[Tarantool-patches] [PATCH v6 1/2] fiber: set diagnostics at madvise/mprotect failure
Vladislav Shpilevoy
v.shpilevoy at tarantool.org
Thu Feb 13 03:08:18 MSK 2020
Thanks for the patch!
See 7 comments below.
On 06/02/2020 13:31, Cyrill Gorcunov wrote:
> Both madvise and mprotect calls can fail due to various
> reasons, mostly because of lack of free memory in the
> system.
>
> We log such cases via say_x helpers but this is not enough.
> In particular tarantool/memcached relies on diag error to be
> set to detect an error condition:
>
> | expire_fiber = fiber_new(name, memcached_expire_loop);
> | const box_error_t *err = box_error_last();
> | if (err) {
> | say_error("Can't start the expire fiber");
> | say_error("%s", box_error_message(err));
> | return -1;
> | }
>
> Thus lets use diag_set() helper here and instead of macros
> use inline functions for better readability.
>
> Fixes #4722
>
> Reported-by: Alexander Turenko <alexander.turenko at tarantool.org>
> Reviewed-by: Alexander Turenko <alexander.turenko at tarantool.org>
> Signed-off-by: Cyrill Gorcunov <gorcunov at gmail.com>
> ---
> src/lib/core/errinj.h | 2 +
> src/lib/core/fiber.c | 84 +++++++++++++++++-----
> test/box/errinj.result | 136 ++++++++++++++++++-----------------
> test/unit/CMakeLists.txt | 4 ++
> test/unit/fiber_stack.cc | 83 +++++++++++++++++++++
> test/unit/fiber_stack.result | 7 ++
> test/unit/suite.ini | 2 +-
> 7 files changed, 234 insertions(+), 84 deletions(-)
> create mode 100644 test/unit/fiber_stack.cc
> create mode 100644 test/unit/fiber_stack.result
>
> ENUM0(errinj_id, ERRINJ_LIST);
> extern struct errinj errinjs[];
> diff --git a/src/lib/core/fiber.c b/src/lib/core/fiber.c
> index 00ae8cded..57e4cb6ef 100644
> --- a/src/lib/core/fiber.c
> +++ b/src/lib/core/fiber.c
> @@ -1017,7 +1047,22 @@ fiber_stack_destroy(struct fiber *fiber, struct slab_cache *slabc)
> guard = page_align_down(fiber->stack - page_size);
> else
> guard = page_align_up(fiber->stack + fiber->stack_size);
> - fiber_mprotect(guard, page_size, PROT_READ | PROT_WRITE);
> +
> + if (fiber_mprotect(guard, page_size, mprotect_flags) != 0) {
> + /*
> + * FIXME: We need some intelligent handling:
> + * say put this slab into a queue and retry
> + * to setup the original protection back in
> + * background.
> + *
> + * Note that in case if we're called from
> + * fiber_stack_create() the @mprotect_flags is
1. Nit: we use Doxygen comment style, so any word right after @ is
treated as a Doxygen command. If you want to mention some parameter,
use command @a. Like this: '@a mprotect_flags'.

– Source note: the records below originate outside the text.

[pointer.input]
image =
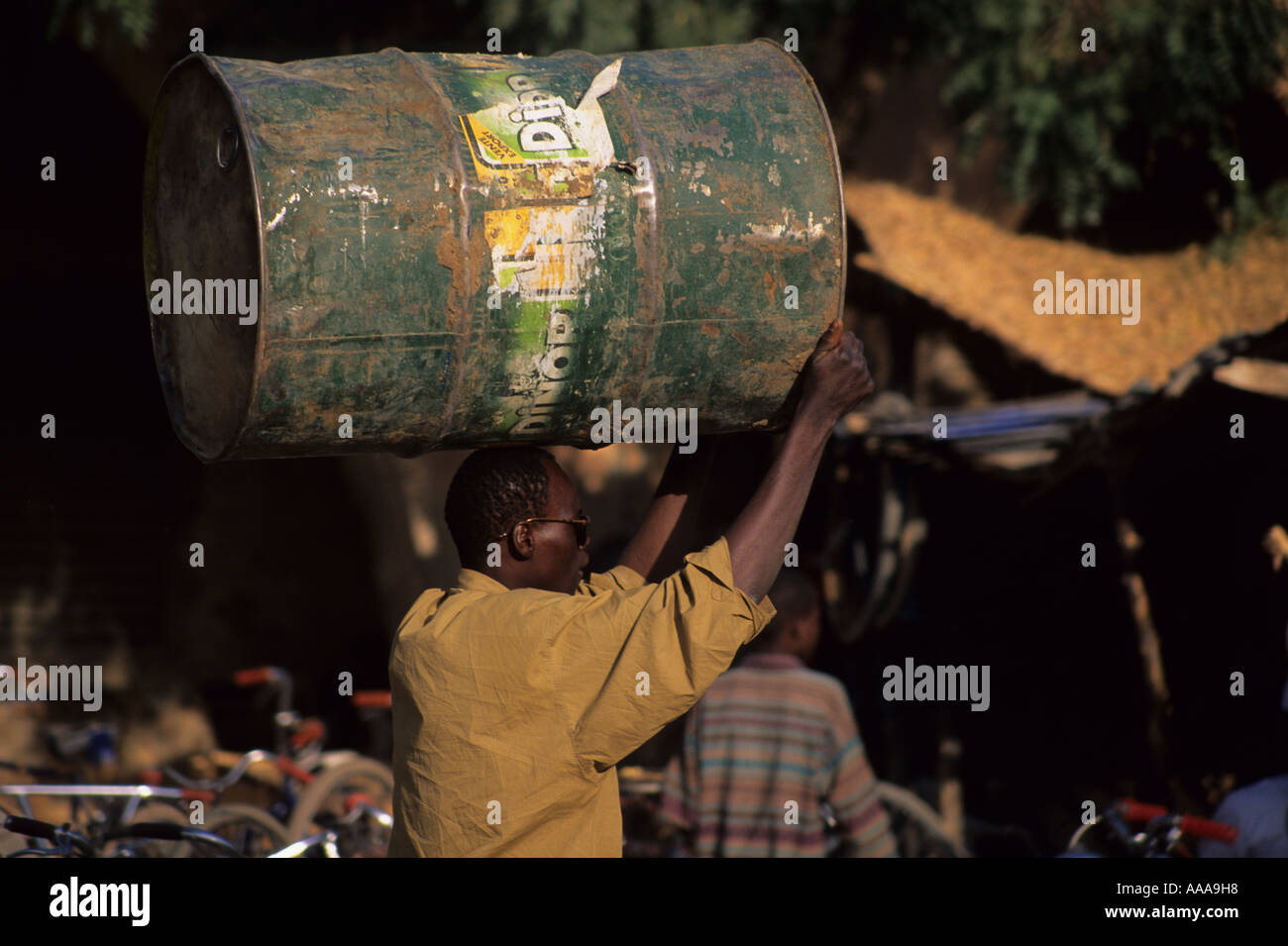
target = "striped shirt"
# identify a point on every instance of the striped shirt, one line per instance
(768, 743)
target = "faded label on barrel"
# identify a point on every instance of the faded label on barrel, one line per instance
(529, 145)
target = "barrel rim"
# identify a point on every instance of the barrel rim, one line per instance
(222, 451)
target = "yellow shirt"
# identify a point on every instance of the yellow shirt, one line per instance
(511, 708)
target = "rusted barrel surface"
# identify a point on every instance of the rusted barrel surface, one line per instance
(469, 250)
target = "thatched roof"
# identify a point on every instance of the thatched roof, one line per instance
(984, 275)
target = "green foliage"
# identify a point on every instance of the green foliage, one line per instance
(1082, 126)
(88, 20)
(622, 25)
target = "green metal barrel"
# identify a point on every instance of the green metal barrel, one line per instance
(400, 252)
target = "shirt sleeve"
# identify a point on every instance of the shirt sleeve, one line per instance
(629, 661)
(851, 788)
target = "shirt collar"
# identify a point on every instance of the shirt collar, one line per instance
(773, 662)
(469, 579)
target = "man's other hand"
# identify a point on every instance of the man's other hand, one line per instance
(836, 376)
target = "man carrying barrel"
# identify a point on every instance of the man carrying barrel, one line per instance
(516, 691)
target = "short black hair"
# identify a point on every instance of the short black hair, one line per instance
(794, 594)
(490, 491)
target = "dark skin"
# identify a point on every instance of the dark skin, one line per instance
(545, 555)
(798, 636)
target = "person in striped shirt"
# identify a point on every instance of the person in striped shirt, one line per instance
(768, 745)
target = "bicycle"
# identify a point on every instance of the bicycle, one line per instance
(1163, 835)
(64, 842)
(310, 786)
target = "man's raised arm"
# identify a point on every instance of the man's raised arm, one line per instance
(836, 378)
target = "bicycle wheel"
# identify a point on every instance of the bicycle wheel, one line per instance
(917, 828)
(253, 832)
(322, 806)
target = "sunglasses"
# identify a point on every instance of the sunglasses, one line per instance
(581, 527)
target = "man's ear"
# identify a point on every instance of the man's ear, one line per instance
(522, 542)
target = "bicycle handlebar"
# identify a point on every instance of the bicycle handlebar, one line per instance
(30, 828)
(1196, 826)
(254, 676)
(309, 731)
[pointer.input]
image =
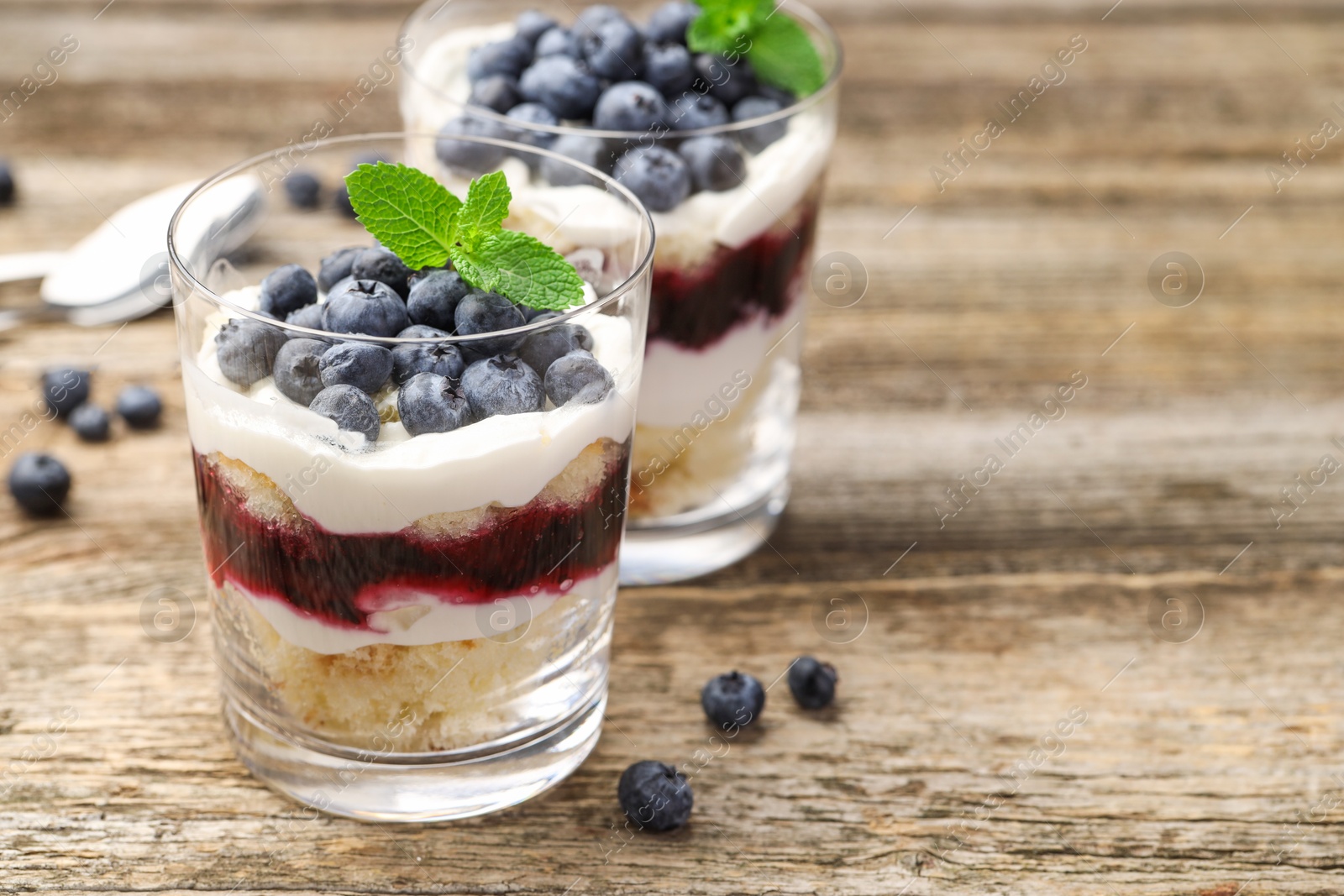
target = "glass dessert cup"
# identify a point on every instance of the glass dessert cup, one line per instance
(413, 627)
(718, 403)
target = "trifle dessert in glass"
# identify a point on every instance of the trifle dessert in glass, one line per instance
(412, 463)
(721, 120)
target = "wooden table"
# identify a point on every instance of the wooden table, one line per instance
(1209, 761)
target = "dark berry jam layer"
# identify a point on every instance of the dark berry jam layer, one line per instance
(542, 546)
(696, 308)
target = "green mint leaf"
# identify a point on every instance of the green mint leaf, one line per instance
(409, 212)
(783, 55)
(528, 271)
(486, 208)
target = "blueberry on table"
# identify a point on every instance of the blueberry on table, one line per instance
(667, 66)
(812, 683)
(732, 699)
(297, 374)
(669, 23)
(39, 483)
(716, 163)
(336, 266)
(432, 403)
(410, 359)
(385, 266)
(351, 409)
(360, 364)
(631, 105)
(91, 422)
(561, 83)
(692, 110)
(577, 379)
(658, 176)
(503, 385)
(65, 389)
(464, 154)
(655, 795)
(365, 307)
(302, 188)
(246, 349)
(140, 407)
(761, 136)
(501, 58)
(286, 289)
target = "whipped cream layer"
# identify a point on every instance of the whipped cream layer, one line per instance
(503, 459)
(414, 620)
(776, 181)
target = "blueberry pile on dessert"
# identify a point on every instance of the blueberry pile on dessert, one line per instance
(611, 74)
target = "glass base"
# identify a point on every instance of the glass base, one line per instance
(679, 548)
(413, 788)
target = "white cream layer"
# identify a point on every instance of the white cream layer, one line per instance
(506, 459)
(413, 620)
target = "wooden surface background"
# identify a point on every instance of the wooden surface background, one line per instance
(1206, 766)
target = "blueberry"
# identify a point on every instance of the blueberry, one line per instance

> + * the same as the slab been created with, so
> + * calling mprotect for VMA with same flags
> + * won't fail.
> + */
2. Yeah, good idea. We can do it not only in background though, but
do similar to pthread and how it manages stacks to free. We can put
stacks into a list, and try to free something from that list on each
next creation of a fiber. Or even reuse right away, without freeing.
> + diag_log();
> + }
> slab_put(slabc, fiber->stack_slab);
> }
> }
> diff --git a/test/box/errinj.result b/test/box/errinj.result
> index babe36b1b..16f6b40c2 100644
> --- a/test/box/errinj.result
> +++ b/test/box/errinj.result
3. So big diff for such a small change. I propose to fix this. We
can sort result of errinj.info before printing it. It would make all
changes to errinj produce much smaller diff. The patch should be
trivial. Could you please create it?
> diff --git a/test/unit/CMakeLists.txt b/test/unit/CMakeLists.txt
> index 4a57597e9..212a02d36 100644
> --- a/test/unit/CMakeLists.txt
> +++ b/test/unit/CMakeLists.txt
> @@ -74,6 +74,10 @@ add_executable(fiber.test fiber.cc)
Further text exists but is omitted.